Not: Bir Önceki Bölüm’deki Yorum vardı Ya. Ha O’nun atan Ben’dim ve Güzel bir Beğen’ide Aldı Adui Dahi. Şimdi Bırısı Yorum’uma Evet Dedi ve o da yorum atarak şunu dedi: Noah’ı Kurgu’da, Gerçek Hayat’ta, Ötesi’nde Her Şey’de bir numaralı Karakter yapmalısın... O’nu Hiçbir Romanda’ki Hiçbir Karakter’in O’nunla Karşılaştırılamayacağ’ı bir Karakter yapmalısın.
@Authoradui
Not: Ofkfodmdkdkdkdmd. Ben’i Destekliyorlar. Adui Geri’si Sen’de.
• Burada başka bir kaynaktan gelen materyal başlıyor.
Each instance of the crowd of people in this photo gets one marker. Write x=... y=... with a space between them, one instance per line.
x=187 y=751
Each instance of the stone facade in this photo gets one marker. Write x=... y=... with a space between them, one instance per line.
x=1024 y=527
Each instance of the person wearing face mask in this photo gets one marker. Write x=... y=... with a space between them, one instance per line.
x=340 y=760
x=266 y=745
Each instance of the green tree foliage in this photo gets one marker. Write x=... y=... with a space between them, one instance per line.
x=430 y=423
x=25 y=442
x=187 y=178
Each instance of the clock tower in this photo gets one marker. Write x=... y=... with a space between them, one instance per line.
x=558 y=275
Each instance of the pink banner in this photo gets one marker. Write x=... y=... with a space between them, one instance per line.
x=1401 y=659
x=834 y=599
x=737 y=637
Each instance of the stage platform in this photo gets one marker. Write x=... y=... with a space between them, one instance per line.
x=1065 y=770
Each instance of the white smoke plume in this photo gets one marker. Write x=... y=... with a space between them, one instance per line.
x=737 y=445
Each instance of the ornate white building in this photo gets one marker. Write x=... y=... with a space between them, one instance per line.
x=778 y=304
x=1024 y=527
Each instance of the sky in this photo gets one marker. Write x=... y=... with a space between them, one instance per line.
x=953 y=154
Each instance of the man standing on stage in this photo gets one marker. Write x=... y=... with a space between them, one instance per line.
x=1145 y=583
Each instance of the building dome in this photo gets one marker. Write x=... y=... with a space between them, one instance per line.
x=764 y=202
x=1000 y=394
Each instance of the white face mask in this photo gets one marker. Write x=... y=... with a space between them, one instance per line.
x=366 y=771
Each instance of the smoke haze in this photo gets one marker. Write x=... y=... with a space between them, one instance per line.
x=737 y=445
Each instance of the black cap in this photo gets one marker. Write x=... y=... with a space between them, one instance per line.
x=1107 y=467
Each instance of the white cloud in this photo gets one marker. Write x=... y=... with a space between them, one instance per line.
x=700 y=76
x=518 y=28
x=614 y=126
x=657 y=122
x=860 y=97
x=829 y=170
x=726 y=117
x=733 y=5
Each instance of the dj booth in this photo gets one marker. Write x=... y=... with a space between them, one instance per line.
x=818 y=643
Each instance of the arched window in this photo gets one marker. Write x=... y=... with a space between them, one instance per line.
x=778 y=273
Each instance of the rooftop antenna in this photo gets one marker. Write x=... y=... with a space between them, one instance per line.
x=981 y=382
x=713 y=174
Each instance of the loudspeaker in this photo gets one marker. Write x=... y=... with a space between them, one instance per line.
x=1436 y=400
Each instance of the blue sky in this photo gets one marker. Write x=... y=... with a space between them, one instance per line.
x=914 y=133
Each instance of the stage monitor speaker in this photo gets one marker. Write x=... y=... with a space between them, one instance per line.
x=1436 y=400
Sana Güveniyoruz.
Not: Zaten İnfinite Mana Şu anda Saçma Derece’de Karışık oldu şimdi Kurgu’nun Öte’si, Gerçek Hayat ve O’nunda Öte’sini Çıkarıyoruz. Yazmasını İstiyoruz. Ofkffkfkfkgktpeş. Anlar’ız değil mi Roman’ı? 😆😆😆
Bu bölümde emeği geçen; çevirmen ve düzenleyici arkadaşların emeklerinin karşılığı olarak basit bir minnet ifadesi yani teşekkür etmeyi ihmal etmeyelim.